Foram necessários os votos de um tribunal pleno, de um tribunal regional de recursos em Virgínia, nos EUA, para derrubar uma lei que criminaliza e estipula pena de um ano de prisão para cidadãos rotulados pelo estado como "bêbados habituais". A lei habitual drunkard law foi anteriormente preservada por um colegiado de três juízes do mesmo tribunal e pelo juiz federal de primeiro grau.

Pablo Hidalgo
Por 8 votos a 7, o tribunal decidiu que a lei, que proíbe "bêbados habituais" de possuir, consumir, comprar ou tentar comprar bebidas alcoólicas, é inconstitucionalmente vaga. Ela não define o que é "bêbado", nem "habitual" – isto é, quanta bebida alcoólica precisa ser consumida, com que frequência e quanto tempo a pessoa deve permanecer embriagada, para ser rotulada como bêbado habitual.

Isso resulta em "execução arbitrária" da lei, porque coloca nas mãos da polícia e promotores o poder de decidir quem é bêbado habitual e quem não é. E de rotular, prender e processar segundo seus próprios critérios.

A lei só visa, praticamente, os beberrões que moram nas ruas. Ou seja, as pessoas sem teto, chamadas nos EUA de homeless. Não visa as pessoas que se embriagam em casa, nos bares ou em qualquer estabelecimento fechado – a não ser que a embriaguez resulte em violência doméstica.

Para a maioria dos juízes, os "sem teto" não podem ser acusadas de crime pelo que é, na verdade, uma doença. Tal decisão se baseou em um precedente da Suprema Corte, que revogou, em 1962, uma lei que criminalizava o vício em narcóticos. Os ministros alegaram que o vício é uma doença, não um crime. Portanto, era uma punição cruel e incomum, o que é proibido pela Constituição, criminalizar uma doença.

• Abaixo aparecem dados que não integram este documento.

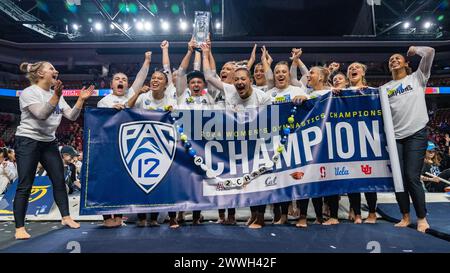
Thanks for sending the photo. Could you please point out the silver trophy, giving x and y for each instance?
(201, 27)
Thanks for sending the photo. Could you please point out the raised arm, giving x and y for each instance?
(143, 72)
(166, 59)
(267, 60)
(210, 75)
(252, 59)
(132, 101)
(427, 54)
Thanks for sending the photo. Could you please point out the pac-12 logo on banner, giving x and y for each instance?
(147, 149)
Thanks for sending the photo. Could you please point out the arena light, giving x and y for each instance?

"O que a Oitava Emenda da Constituição não pode tolerar é a criminalização dirigida a um comportamento – que em outras circunstâncias é legal – que é uma manifestação involuntária de uma doença", escreveram os juízes.

De fato, as estatísticas mostram que os "criminosos habituais" são moradores de rua, segundo o professor de Direito da Universidade de Richmond, Carl Tobias. Ele disse ao jornal Richmond Times Dispatch que o estado de Virginia tem cerca de 500 mil alcoólatras, dos quais 1.220 são moradores de rua, parte deles "bêbados habituais", de acordo com o levantamento de um ano.

Nesse mesmo levantamento, foi apurado que ocorreram 4.743 condenações com base na "lei do bêbado habitual". Isso significa que moradores de rua foram presos e condenados várias vezes. A ação coletiva, movida pelo Legal Aid Justice Center em favor de um grupo de moradores de rua, afirma que alguns deles foram presos e processados de 11 a 30 vezes.

A reação dos dissidentes ao voto da maioria foi um tanto agressiva. Eles escreveram: "Se o comportamento humano é visto como algo que os seres humanos não têm controle e que, portanto, não podem ser responsabilizados, as implicações disso são ilimitadas. Isso livraria de processo criminosos sexuais, agressores e acusados de violência doméstica porque, alegadamente, eles não podem controlar seus impulsos".